Found the source to be:

  1. “A US Chamber Foundation study said work-life balance drives the career choices of 75 percent of millennials.”

Fact Check: True; however, a balance between work and life isn’t necessarily a bad thing. Balancing work and life is a healthy life style, so it only makes sense to live a life that is balanced.

Found the source to be:

This entry was posted in Blog Post 3, Section C2 and tagged , . Bookmark the permalink.

3 Responses to Millennials Don’t Suck (Fact Check)

  1. Mingyuan Zhou says:

    When I looked at your editorial, I found that your editorial is similar with mine, both of which talk about the negative characters of millennials. After I read your blog, I think I can learn a lot and improve my own analysis. First, your editorial has a really clear organization. Only by reading the summary, I can immediately understand the editorial and your concerns towards it. Also, I can see that you use several evidences to prove one claim. For the first claim, I totally agree that Oleksinski only focused on the negative aspect of millennials and ignored many amazing accomplishments. I tracked down for the evidence of Yelp and also found that his examples seem biased because all of his resources are cited from people with similar background, age and viewpoints with him. It’s undoubted that older people are more likely to criticize younger generation based on the aspect they got in touch. However, these trivial relations cannot truly decide the characters of millennials.

  2. Zijin Luo says:

    I like your clear structure demonstrating your thoughts. I chose this article as my editorial as well. Mostly, we share many identical or similar views on the claims and evidence the article mentioned. In your fact-check and explanation of claim 2, you cited “Last week, Hastings High School in Westchester, NY, handed out 87 commendations at its Senior Awards Ceremony. The graduation class size? 141 teens. A Reason Foundation survey found 58 percent of 18- to 29-year-olds think their own generation is entitled. Huh. Why could that be?” In my fact-check, I didn’t find anything about this evidence, either, but I found another evidence to counter this claim: the College Board Financial Grant ratio.
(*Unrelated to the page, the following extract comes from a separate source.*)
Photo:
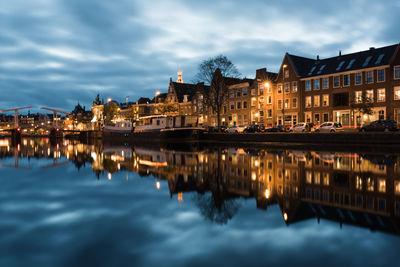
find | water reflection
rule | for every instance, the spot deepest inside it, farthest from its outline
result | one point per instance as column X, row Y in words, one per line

Based on my research, the rate that students receive financial support from college board in that area is dramatically lower than 60%. That means even though the data used in this case is true, it is still an extreme case, and it cannot represent the whole group of students and Millennials. Also, I find out this school is one of the best high school in the country. It is not so astonishing that this high rate of students receiving honor titles on their graduation.

  3. Yingnan Zhang says:

    I appreciate the structure of your blog because it gives the readers a very clear vision of what the editorial is talking about and how it has been deconstructed. So good job on this! As for the first claim, I totally agree with you on the analysis that Oleksinski has ignored those positive sides of millennials who are contributing to the society. However, from my perspective, this claim should be refuted not only because of the lack of millennials’ contributions but also the lack of data support. Since Oleksinski is arguing with a frame called “2016”, data seems to be necessary to explain that why “2016” needs to be mentioned. This is like if someone is proving that a particular year has the highest rate of the car accident, it does not make sense if he or she only mention two or three car accidents, without any specific data. I especially like your analysis of claim 2. As I found when I was writing the blog, many of the authors failed to take the historical and social context into consideration, so they may not consider that millennials are receiving high education at the age when people in the past are getting married and passing the milestones of entering their adulthood. So it shows that you have considered the problem from a comprehensive perspective. In all, it’s a good work!